Verdades reveladas e verdades alcançadas
A atitude dogmática é conservadora, isto é, sente receio
das novidades, do inesperado, do desconhecido e de tudo o que possa
desequilibrar as crenças e opiniões já constituídas. Esse conservadorismo se
transforma em preconceito, isto é, em idéias preconcebidas que impedem até
mesmo o contato com tudo quanto possa pôr em perigo o já sabido, o já dito e o
já feito.
O conservadorismo pode aumentar ainda mais quando o
dogmatismo estiver convencido de que várias de suas opiniões e crenças vieram
de uma fonte sagrada, de uma revelação divina incontestável e incontestada, de
tal modo que situações que tornem problemáticas tais crenças são afastadas como
inaceitáveis e perigosas; aqueles que ousam enfrentar essas crenças e opiniões
são tidos como criminosos, blasfemadores e heréticos.
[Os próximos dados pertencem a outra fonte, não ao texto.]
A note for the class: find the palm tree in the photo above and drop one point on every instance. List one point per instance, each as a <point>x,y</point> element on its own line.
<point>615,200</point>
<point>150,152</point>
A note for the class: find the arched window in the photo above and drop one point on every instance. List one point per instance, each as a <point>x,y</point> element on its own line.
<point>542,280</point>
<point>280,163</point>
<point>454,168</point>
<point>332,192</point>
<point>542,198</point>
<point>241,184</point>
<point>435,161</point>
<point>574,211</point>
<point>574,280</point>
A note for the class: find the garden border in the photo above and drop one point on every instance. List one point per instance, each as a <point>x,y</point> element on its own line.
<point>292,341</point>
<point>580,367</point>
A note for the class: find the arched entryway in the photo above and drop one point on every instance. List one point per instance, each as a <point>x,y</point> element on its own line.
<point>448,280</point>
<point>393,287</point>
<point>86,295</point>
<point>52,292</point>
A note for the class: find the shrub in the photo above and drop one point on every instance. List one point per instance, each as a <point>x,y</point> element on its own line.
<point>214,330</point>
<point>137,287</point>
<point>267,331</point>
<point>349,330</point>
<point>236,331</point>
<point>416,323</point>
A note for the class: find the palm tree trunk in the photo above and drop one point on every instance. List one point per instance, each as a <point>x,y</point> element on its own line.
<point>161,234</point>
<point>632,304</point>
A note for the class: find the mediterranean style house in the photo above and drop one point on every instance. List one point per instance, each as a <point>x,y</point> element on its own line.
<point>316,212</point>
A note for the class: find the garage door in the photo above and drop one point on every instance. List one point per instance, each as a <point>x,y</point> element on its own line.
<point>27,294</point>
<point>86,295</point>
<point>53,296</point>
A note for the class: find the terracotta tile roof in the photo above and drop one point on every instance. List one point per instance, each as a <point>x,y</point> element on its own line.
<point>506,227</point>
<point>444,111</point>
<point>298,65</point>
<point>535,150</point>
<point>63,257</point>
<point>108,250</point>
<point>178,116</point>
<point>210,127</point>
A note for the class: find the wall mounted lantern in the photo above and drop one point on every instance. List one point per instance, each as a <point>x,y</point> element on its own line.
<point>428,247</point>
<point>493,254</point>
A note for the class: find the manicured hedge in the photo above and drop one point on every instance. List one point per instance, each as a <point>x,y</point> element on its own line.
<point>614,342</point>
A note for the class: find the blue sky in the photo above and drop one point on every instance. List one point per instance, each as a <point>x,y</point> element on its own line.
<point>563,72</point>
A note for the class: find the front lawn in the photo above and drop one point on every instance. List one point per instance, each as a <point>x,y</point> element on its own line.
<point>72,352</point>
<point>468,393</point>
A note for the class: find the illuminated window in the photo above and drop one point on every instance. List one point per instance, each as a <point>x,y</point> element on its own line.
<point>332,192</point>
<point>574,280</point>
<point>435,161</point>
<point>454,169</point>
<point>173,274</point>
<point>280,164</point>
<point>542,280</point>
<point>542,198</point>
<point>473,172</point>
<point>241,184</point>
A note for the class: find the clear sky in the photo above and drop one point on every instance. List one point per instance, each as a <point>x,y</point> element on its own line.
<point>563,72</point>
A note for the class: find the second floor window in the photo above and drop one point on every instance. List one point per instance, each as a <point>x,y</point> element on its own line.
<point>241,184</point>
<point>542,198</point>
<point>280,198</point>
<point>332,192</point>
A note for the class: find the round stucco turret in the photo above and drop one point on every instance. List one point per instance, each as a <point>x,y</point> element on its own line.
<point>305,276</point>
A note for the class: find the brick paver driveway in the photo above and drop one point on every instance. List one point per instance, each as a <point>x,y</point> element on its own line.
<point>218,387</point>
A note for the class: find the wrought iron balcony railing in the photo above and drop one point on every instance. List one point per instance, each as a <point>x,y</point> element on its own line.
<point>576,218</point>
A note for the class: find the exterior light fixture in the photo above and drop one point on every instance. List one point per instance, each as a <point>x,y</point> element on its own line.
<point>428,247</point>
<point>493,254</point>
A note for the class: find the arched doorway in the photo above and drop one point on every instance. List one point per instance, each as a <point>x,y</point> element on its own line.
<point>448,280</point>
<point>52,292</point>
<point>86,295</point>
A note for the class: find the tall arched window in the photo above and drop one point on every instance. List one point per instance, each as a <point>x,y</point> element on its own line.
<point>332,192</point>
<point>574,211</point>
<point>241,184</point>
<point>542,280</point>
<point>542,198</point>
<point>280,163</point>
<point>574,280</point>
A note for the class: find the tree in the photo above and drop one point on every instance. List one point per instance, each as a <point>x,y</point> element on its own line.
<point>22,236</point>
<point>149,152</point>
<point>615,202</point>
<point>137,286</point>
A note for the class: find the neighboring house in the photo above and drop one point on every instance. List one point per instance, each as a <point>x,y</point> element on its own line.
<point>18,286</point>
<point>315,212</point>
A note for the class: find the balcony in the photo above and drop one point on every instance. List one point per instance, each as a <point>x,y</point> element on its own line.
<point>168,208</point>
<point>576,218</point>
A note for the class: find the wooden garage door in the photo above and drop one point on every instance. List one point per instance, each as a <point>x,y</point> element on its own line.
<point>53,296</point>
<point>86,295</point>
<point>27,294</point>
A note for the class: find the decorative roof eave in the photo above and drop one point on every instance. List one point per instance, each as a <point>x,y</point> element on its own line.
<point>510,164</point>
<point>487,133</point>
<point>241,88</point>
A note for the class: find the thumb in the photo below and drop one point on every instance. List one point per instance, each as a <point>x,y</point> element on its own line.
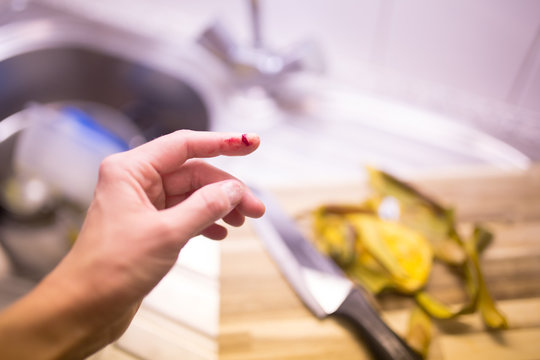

No romance de Umberto Eco, O nome da rosa, uma série
de assassinatos misteriosos acontecem e todos os mortos trazem um mesmo sinal,
a língua enegrecida e dois dedos da mão direita – o polegar e o indicador –
também enegrecidos. O monge Guilherme de Baskerville descobre que todos os
assassinados eram frades encarregados de copiar e ilustrar manuscritos de uma
biblioteca; todos eles haviam manuseado um mesmo livro no qual havia algo que
funcionava como veneno (ao molhar os dedos com saliva para virar as páginas do
livro, os copistas eram envenenados).
Guilherme descobre que o livro era uma obra perdida de
Aristóteles sobre a comédia e a importância do riso para a vida humana.
Descobre também que um dos monges, Jorge de Burgos, guardião da biblioteca,
julgara que o riso é contrário à vontade de Deus, um pecado que merece a morte,
pois viemos ao mundo para sofrer a culpa original de Adão. Por isso, assassinou
por envenenamento os copistas que ousaram ler o livro e, ao final, queima a
biblioteca para que o livro seja destruído.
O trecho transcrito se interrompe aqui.